Monday, February 18, 2013

Film Review: Don Coscarelli's John Dies at the End

From the director who gave us the Phantasm series and the enigmatic Bubba Ho-Tep, comes yet another strange creature of a film.  John Dies at the End, adapted from the novel of the same name by David Wong, is a horror-comedy that is part Kafka, part Evil Dead, part Cronenberg (the earlier stuff), and part "Naked Lunch".   These things all rolled together make for a fun film - perhaps not a great film, or even an overly good one, but still a fun film.  I know, I know, damning with faint praise and all that, but hey, what can a guy do?  The film is silly and stupid, but in that good kind of way, often associated with the likes of earlier Sam Raimi, whose films are obviously a big influence on Coscarelli's film, but the film is also quite one-note, and such a one-trick pony show as this cannot expect to survive 99 minutes of itself.  

The film stars Chase Williamson, in his feature debut, as David Wong, and Rob Mayes as John Cheese, which incidentally are the nom de plumes of Jason Pargin, writer of the book and senior editor at Cracked.com, and fellow internet writer and old school chum, Mack Leighty.  They are sort of a slackerish duo of supernatural detectives, here pitted against demons from another dimension.  All this is fine and dandy, and a whole lot of fun when it wants to be, but the film often just sags, and therefore saps the inherent fun out of the whole shebang.  Then again, we go into such a film as John Dies at the End - a title that may or may not hold true by the way - not with whims of cinematic glory, hoping and praying for a new classic, but with giddy anticipation of something akin to the great fun that was the even sillier and even stupider (yeah, I know) Bubba Ho-Tep.  We do get the latter part, in part, but is that enough to save the film?  I would have to say, with honest-to-goodness sincerity, that the answer to that question is a big fat...um, maybe.  Perhaps?  Kinda?  Yeah, right.

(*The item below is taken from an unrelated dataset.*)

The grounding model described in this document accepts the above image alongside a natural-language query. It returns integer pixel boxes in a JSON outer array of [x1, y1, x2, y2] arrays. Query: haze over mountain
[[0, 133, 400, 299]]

Sure, the film never makes one feel like a daffodil or anything like that, but it does have some rather fun moments interspersed within its walls.  Moments like a faux Rastafarian telling fortunes for beers at a kegger before literally losing his head, or a giant spider/crab-like creature that can only be seen through one's peripheral vision, and that sufficiently freaks the fuck out of newspaperman Paul Giamatti, an actor often found in bizarro worlds such as this, or a festooning swarm of, um, of whatever that festooning swarm is of, or a talking and driving dog, or a frozen meat-creation that looks like a butcher shop exploded all over one of William S. Burroughs' mugwumps.  Okay, perhaps I did enjoy the film more than I thought I had.  Like I said, it may be far from perfect, but at least it is fun, even if that fun is sapped out long before the ending where John may or may not, die.  But then, there sure is a lot worse out there in movie land.  Again, with the damning with faint praise crap.  Oh well.